Benedict also recommends taking advantage of unit or installation physical therapists as a great resource to review a Soldier's ACFT fitness plan.

"Many units now have athletic trainers and strength coaches that you could consult," said Benedict. "There are a lot of online programs and videos demonstrating good techniques as well as how to train and progress for each event."

One way for Soldiers to remember they are not in this alone is find a battle buddy to train with, said Benedict.

"Have a leader or fellow Soldier video-tape your performance for each event," said Benedict. "If you see coordinated, smooth, efficient movement, this is a sign that your body is moving in the right direction and is able to handle the loads and weights that you are trying to move. If you see a lot of shaking or moving in many directions as you perform the event, this is a sign that you should reduce your weight or have a buddy help you or focus more on your form so that you are more efficient with your movements."

These strategies will reduce the likelihood of getting injured as well as improve performance.

Yeah, but what about that leg tuck?

"The number one thing you can do to improve your performance on the leg-tuck is to increase your upper body strength, followed by core strength," said Benedict. "Spend some time working on pull-up progressions. There are great progression plans on the internet for individuals who have difficulty achieving the minimum standard."

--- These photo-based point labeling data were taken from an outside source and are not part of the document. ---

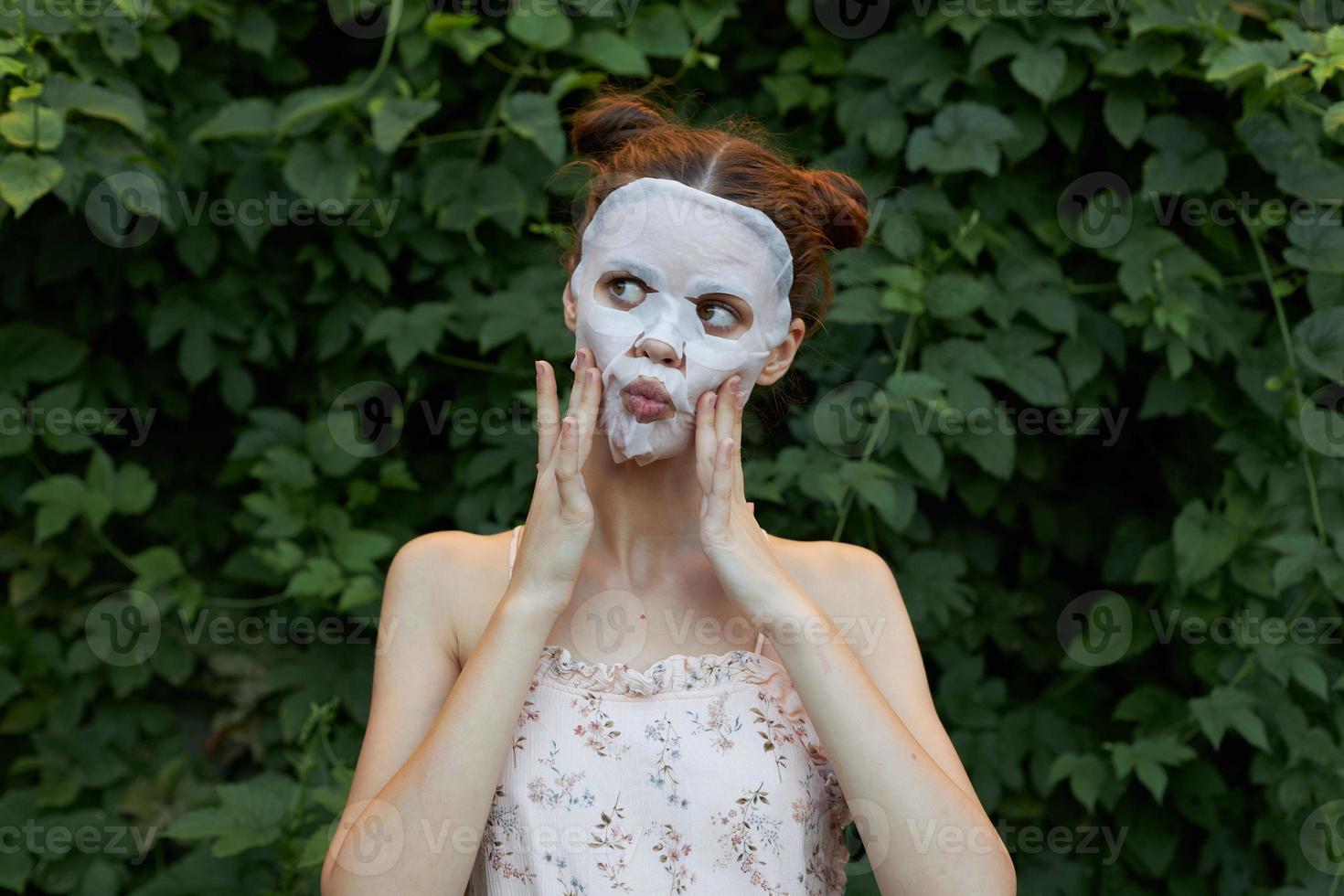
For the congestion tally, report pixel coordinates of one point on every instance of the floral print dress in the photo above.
(695, 775)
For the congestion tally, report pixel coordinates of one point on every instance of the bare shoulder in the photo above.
(449, 581)
(843, 578)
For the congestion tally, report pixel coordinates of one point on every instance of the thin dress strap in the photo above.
(512, 549)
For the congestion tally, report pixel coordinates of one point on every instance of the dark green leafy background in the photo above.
(1072, 208)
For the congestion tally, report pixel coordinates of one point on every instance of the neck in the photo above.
(643, 515)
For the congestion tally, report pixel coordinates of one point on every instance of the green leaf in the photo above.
(325, 177)
(613, 53)
(1147, 758)
(300, 108)
(1085, 774)
(534, 116)
(66, 94)
(542, 25)
(957, 294)
(1320, 341)
(1227, 709)
(33, 126)
(26, 179)
(256, 31)
(1243, 57)
(1040, 70)
(35, 354)
(964, 136)
(254, 117)
(409, 334)
(395, 119)
(1333, 119)
(1124, 114)
(1203, 543)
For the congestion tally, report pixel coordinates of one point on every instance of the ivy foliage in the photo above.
(1110, 231)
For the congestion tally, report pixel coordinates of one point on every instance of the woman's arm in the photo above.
(915, 809)
(438, 735)
(440, 731)
(923, 825)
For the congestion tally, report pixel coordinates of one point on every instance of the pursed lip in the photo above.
(648, 400)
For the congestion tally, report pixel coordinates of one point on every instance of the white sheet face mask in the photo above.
(683, 243)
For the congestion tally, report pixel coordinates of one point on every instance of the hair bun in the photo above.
(606, 123)
(841, 206)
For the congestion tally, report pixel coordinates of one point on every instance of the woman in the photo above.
(730, 766)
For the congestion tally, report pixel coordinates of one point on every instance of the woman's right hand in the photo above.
(560, 523)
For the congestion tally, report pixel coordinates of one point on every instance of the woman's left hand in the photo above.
(738, 549)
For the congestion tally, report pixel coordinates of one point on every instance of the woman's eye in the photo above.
(718, 315)
(626, 291)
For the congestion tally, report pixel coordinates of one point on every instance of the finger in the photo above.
(548, 414)
(723, 410)
(566, 463)
(589, 411)
(738, 407)
(718, 506)
(577, 386)
(706, 440)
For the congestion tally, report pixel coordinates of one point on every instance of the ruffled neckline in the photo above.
(674, 673)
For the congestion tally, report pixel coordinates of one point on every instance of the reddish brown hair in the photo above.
(625, 137)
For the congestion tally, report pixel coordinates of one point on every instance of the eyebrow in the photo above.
(702, 285)
(646, 272)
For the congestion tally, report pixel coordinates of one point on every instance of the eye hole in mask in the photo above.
(723, 315)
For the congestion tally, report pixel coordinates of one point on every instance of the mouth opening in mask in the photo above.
(648, 400)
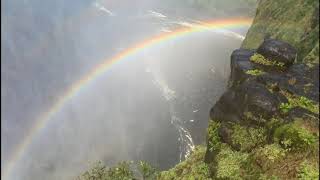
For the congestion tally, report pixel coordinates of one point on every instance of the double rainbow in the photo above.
(75, 88)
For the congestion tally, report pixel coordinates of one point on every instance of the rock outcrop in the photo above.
(267, 93)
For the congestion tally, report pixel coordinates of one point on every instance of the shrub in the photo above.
(248, 138)
(294, 137)
(255, 72)
(260, 59)
(307, 171)
(229, 163)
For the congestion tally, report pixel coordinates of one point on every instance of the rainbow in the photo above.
(74, 89)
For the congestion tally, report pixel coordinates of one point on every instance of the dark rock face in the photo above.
(252, 100)
(279, 51)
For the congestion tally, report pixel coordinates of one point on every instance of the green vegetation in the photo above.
(294, 136)
(308, 171)
(285, 107)
(148, 172)
(260, 59)
(254, 72)
(99, 171)
(213, 136)
(271, 152)
(298, 101)
(229, 163)
(248, 138)
(293, 21)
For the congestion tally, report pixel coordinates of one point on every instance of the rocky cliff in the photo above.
(266, 125)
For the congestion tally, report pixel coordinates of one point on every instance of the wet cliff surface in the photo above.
(266, 124)
(268, 118)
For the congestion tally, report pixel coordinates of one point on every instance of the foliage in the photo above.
(147, 171)
(285, 107)
(99, 171)
(248, 138)
(229, 163)
(254, 72)
(214, 141)
(260, 59)
(298, 101)
(292, 21)
(271, 152)
(307, 171)
(294, 137)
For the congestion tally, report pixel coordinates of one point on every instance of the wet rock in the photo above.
(279, 51)
(240, 64)
(255, 99)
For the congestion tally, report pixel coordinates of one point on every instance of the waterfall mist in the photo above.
(153, 107)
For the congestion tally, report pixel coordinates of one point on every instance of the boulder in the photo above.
(279, 51)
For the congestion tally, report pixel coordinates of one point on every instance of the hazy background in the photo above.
(152, 107)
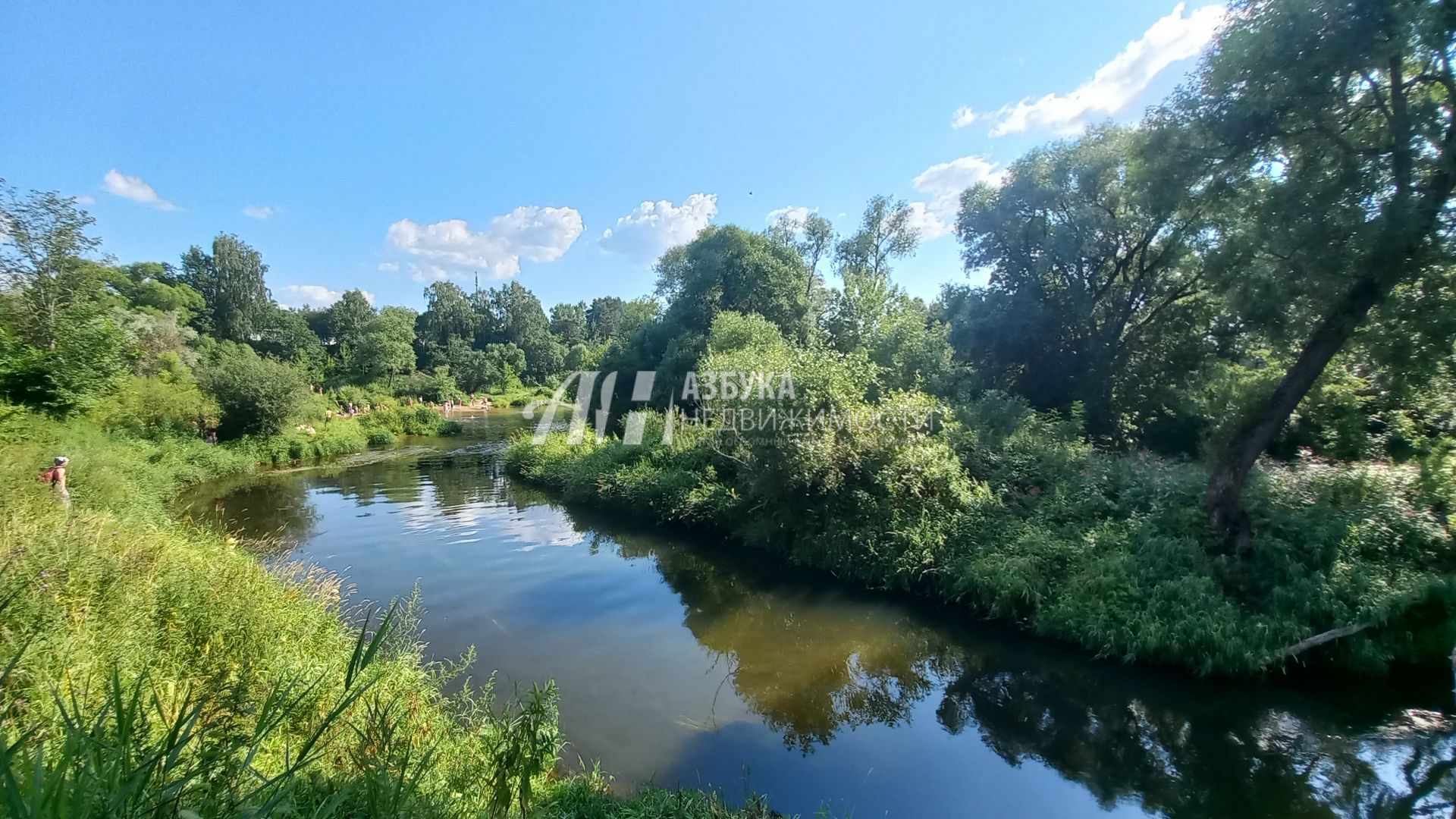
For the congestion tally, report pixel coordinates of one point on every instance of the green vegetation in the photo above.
(1200, 413)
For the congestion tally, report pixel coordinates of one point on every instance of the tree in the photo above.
(568, 322)
(447, 315)
(516, 316)
(231, 280)
(730, 268)
(287, 337)
(1345, 161)
(388, 347)
(44, 243)
(1092, 257)
(348, 316)
(865, 299)
(819, 238)
(255, 395)
(604, 318)
(886, 232)
(156, 286)
(813, 240)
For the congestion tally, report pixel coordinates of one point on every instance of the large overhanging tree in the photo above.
(1331, 126)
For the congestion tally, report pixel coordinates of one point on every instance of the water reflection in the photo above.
(952, 717)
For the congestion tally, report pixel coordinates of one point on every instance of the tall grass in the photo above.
(155, 670)
(1017, 516)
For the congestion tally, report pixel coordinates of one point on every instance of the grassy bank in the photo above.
(1012, 515)
(150, 668)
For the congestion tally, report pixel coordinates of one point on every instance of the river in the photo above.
(682, 661)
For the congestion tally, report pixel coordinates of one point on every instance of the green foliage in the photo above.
(287, 337)
(156, 286)
(86, 362)
(156, 409)
(1014, 513)
(231, 280)
(386, 349)
(255, 395)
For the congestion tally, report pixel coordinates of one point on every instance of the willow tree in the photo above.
(1329, 127)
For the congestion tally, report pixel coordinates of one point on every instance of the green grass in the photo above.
(150, 668)
(1017, 518)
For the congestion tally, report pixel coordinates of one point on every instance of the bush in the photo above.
(255, 395)
(1024, 521)
(156, 409)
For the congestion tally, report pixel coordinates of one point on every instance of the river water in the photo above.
(686, 662)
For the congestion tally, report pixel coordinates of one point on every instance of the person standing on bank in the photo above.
(55, 475)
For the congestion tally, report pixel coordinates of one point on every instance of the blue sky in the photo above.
(388, 146)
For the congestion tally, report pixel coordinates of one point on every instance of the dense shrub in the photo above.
(255, 395)
(1014, 513)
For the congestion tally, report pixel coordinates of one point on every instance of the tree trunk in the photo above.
(1226, 515)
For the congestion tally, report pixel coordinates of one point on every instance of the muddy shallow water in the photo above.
(686, 662)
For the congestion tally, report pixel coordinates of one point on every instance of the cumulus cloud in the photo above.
(944, 184)
(452, 248)
(653, 228)
(1116, 85)
(312, 297)
(797, 215)
(136, 190)
(427, 273)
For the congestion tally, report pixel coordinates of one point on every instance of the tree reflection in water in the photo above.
(814, 659)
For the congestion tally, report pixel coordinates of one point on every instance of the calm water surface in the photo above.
(682, 662)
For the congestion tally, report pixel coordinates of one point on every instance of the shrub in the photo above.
(255, 395)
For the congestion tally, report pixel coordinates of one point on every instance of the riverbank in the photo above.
(1027, 523)
(152, 667)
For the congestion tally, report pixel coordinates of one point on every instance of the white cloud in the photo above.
(1116, 85)
(136, 190)
(536, 234)
(944, 184)
(427, 273)
(312, 297)
(653, 228)
(797, 216)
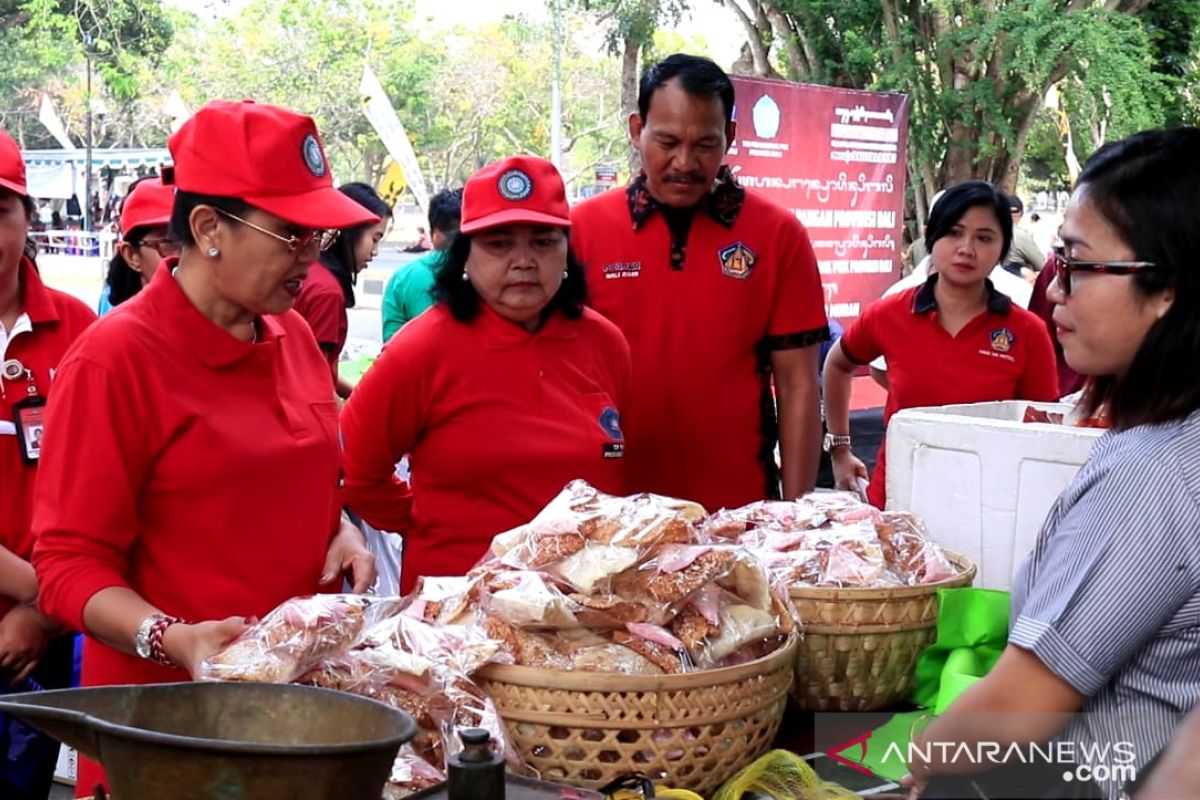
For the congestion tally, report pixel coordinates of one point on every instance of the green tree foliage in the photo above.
(629, 28)
(977, 71)
(309, 55)
(495, 100)
(47, 44)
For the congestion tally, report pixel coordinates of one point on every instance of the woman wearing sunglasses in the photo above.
(190, 479)
(953, 340)
(1107, 608)
(144, 242)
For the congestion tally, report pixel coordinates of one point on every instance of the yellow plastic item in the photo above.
(781, 775)
(667, 793)
(660, 793)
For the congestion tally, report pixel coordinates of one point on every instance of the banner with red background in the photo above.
(834, 157)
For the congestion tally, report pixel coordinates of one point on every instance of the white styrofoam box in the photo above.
(65, 770)
(982, 479)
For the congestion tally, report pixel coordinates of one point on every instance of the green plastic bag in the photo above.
(972, 631)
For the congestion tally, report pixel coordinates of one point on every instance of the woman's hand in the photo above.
(847, 469)
(348, 555)
(190, 644)
(24, 635)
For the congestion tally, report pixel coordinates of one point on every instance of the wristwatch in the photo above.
(833, 440)
(148, 641)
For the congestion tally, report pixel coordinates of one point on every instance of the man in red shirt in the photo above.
(718, 292)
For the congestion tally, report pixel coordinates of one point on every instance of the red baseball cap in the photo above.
(148, 204)
(267, 156)
(519, 188)
(12, 166)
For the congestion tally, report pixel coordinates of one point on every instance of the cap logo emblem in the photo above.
(313, 158)
(515, 185)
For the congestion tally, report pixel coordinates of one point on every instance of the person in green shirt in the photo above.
(409, 289)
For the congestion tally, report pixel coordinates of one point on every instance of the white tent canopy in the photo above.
(60, 173)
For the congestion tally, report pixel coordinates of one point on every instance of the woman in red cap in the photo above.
(36, 328)
(191, 476)
(503, 392)
(143, 244)
(329, 289)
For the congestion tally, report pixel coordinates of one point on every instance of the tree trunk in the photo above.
(754, 37)
(629, 54)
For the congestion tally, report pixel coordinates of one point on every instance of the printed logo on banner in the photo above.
(737, 260)
(1002, 340)
(766, 118)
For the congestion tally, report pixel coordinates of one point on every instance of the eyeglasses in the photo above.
(324, 239)
(165, 247)
(1065, 266)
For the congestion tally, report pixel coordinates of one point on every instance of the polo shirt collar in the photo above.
(501, 334)
(924, 301)
(210, 342)
(35, 298)
(723, 204)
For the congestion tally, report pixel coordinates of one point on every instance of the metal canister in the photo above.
(477, 773)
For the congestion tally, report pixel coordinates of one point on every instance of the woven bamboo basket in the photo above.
(691, 731)
(861, 645)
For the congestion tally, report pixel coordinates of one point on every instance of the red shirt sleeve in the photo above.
(799, 298)
(323, 312)
(861, 341)
(84, 530)
(1039, 380)
(381, 423)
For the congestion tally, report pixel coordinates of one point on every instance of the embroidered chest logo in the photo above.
(610, 422)
(1002, 340)
(622, 270)
(737, 260)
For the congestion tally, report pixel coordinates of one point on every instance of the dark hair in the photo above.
(463, 302)
(696, 74)
(339, 259)
(961, 198)
(1147, 187)
(180, 228)
(445, 210)
(123, 280)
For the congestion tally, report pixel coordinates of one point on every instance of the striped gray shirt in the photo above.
(1109, 599)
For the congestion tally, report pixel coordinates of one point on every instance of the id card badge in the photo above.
(29, 416)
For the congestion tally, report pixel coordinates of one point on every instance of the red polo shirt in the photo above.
(322, 302)
(701, 317)
(1005, 353)
(55, 319)
(496, 420)
(192, 467)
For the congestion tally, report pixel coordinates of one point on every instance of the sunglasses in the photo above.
(165, 247)
(1066, 266)
(324, 239)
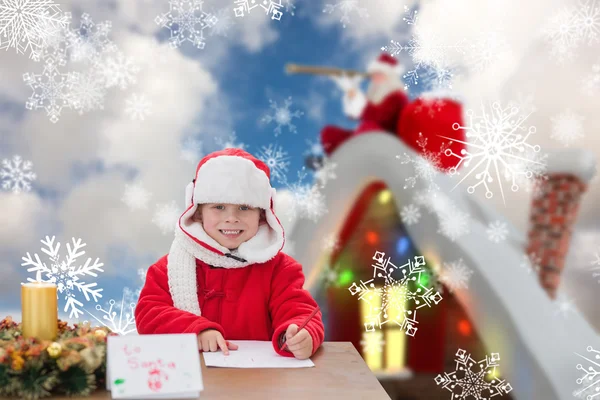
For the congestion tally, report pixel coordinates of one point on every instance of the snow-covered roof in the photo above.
(511, 312)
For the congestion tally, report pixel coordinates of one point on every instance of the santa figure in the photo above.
(377, 110)
(424, 124)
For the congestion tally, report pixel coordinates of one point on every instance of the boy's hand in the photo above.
(212, 340)
(299, 343)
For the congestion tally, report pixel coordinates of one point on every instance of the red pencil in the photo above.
(312, 314)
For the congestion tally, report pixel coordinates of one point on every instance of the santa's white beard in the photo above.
(376, 92)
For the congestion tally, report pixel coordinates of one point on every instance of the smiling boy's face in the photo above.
(229, 224)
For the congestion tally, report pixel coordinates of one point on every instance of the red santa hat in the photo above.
(386, 64)
(230, 176)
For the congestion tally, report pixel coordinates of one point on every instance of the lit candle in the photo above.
(39, 310)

Benedict thinks this is an exciting time to be a Soldier, because the new ACFT reinforces the vision of the professional Soldier-Athlete.

"Professional athletes train hard and prepare their bodies for the multi-directional stressors they face in competition," said Benedict. "Soldier-Athletes should be no different. We shouldn't be overly afraid of the new fitness test just because it is new or just because it involves lifting weights. Instead, we should meet the challenge that I'm confident all Soldiers are capable of achieving."

The Army Public Health Center focuses on promoting healthy people, communities, animals and workplaces through the prevention of disease, injury and disability of Soldiers, military retirees, their families, veterans, Army civilian employees, and animals through population-based monitoring, investigations, and technical consultations.